Books I Read: March 2017

Here’s another month of books I read. Eight of them this month. Don’t expect me to keep up this pace.

Neil Gaiman, Norse Mythology. **** This is a pretty good telling of some of the Norse myths. I mean, it’s good in that it reads like folklore. I have no idea how close this comes to the original stories. Also, I’m kind of cynical when a pop persona like Gaiman writes about an academic subject as if he is an expert. But still – enjoyable.

Octavia Butler, Parable of the Talents. **** A great follow up to Sower. This book makes you think about things. I read this on the beach while on vacation and felt like a huge entitled jerk.
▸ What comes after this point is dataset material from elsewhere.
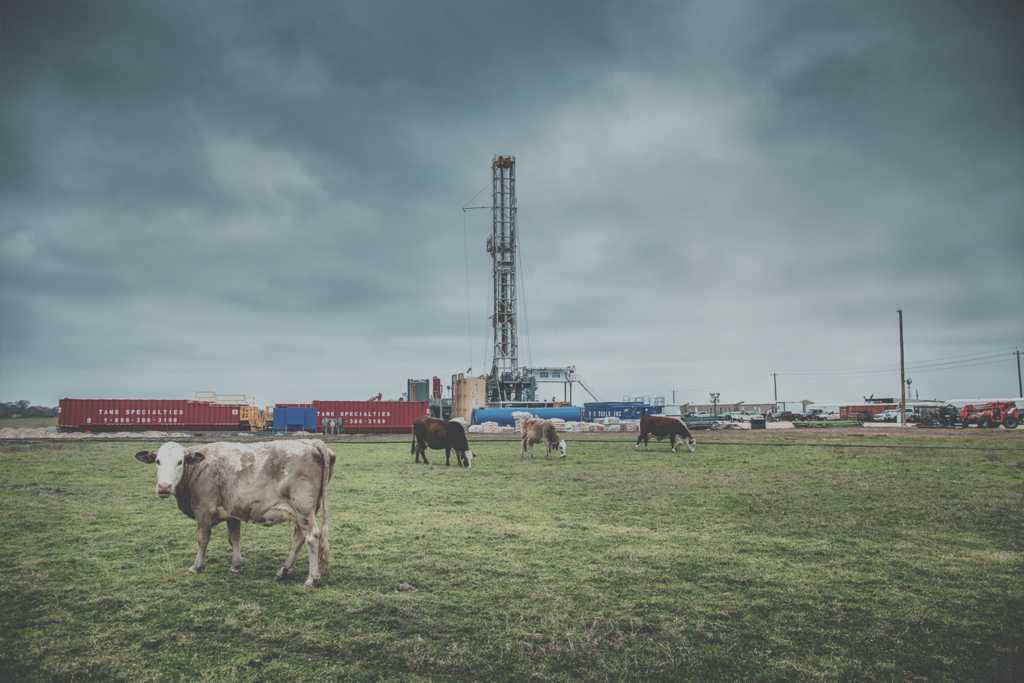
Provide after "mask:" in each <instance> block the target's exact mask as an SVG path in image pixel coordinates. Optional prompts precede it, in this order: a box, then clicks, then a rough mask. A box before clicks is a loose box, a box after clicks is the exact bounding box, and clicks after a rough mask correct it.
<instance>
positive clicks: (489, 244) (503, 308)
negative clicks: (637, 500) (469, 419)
mask: <svg viewBox="0 0 1024 683" xmlns="http://www.w3.org/2000/svg"><path fill="white" fill-rule="evenodd" d="M490 173H492V181H490V218H492V221H490V222H492V226H490V237H489V238H487V253H488V254H490V258H492V261H493V270H492V281H493V284H494V310H493V311H492V315H490V321H492V326H493V328H494V333H495V348H494V354H493V361H492V366H490V374H489V375H487V378H486V401H487V405H488V407H494V408H512V407H517V405H523V407H528V405H530V404H534V405H538V404H547V405H550V404H552V403H553V402H557V401H555V400H543V399H540V400H539V399H538V396H537V390H538V384H539V383H540V382H556V383H561V384H562V385H563V390H564V389H566V388H567V392H566V393H565V395H563V400H564V401H565V402H568V403H571V402H572V383H573V382H579V383H580V385H581V386H582V387H583V388H584V389H585V390H586V391H587V393H589V394H590V395H591V396H593V397H594V399H595V400H600V398H598V397H597V396H596V395H595V394H594V392H593V391H591V390H590V388H588V387H587V385H586V384H584V382H583V379H582V378H580V377H579V375H577V372H575V367H574V366H568V367H565V368H523V367H520V366H519V334H518V330H517V328H516V313H517V297H516V272H517V270H516V267H517V265H516V255H517V252H518V249H519V244H518V234H517V228H516V199H515V157H510V156H509V157H505V156H500V155H498V156H495V158H494V159H493V160H492V163H490Z"/></svg>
Joe Hill, NOS4A2. *** I think by now I’ve read all of Joe Hill’s stuff. He writes like his dad but his bad guys are more empathetic. This is a trait missing in a lot of King’s villains.

John Darnielle, Universal Harvester. **** The dude who is The Mountain Goats is also a novelist? Did you know that? I didn’t. I read both of his novels this month. This reads like a thriller in the craziest way. You have to pay attention when you read this.
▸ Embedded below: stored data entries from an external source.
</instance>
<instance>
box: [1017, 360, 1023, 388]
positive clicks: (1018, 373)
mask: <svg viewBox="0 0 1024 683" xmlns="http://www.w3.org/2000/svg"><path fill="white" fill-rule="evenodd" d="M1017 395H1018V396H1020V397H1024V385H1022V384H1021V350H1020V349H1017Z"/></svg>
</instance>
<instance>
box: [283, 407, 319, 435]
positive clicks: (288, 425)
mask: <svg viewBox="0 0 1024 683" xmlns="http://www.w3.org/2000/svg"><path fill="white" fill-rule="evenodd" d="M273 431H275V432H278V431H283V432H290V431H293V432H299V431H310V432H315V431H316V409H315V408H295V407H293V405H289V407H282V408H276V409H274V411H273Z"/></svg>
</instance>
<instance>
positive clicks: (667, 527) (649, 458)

John Darnielle, Wolf in White Van. **** Dang, this guy is good at writing. I feel like Darnielle was probably an interesting kid when he was growing up. Less cerebral than Universal Harvester, but I felt more empathy for the main character.

Josh Malerman, A House at the Bottom of a Lake. *** I read this because I really really enjoyed Bird Box when I read it in January. Read that book. This one’s good, but read Bird Box┬áif you read one book by Malerman.

Caitlin R. Kiernan, Agents of Dreamland. *** This is the type of book that your college roommate would call a “mind fuck.” If you like Philip K. Dick, which I do, you’ll enjoy this one.

Josh Malerman, Ghastle and Yule. **** This book details the creepy and obsessive relationship between two competing horror directors during the golden age of horror. The way he describes the fictional movies in this book make me want to watch them and it really bugs me that they don’t exist.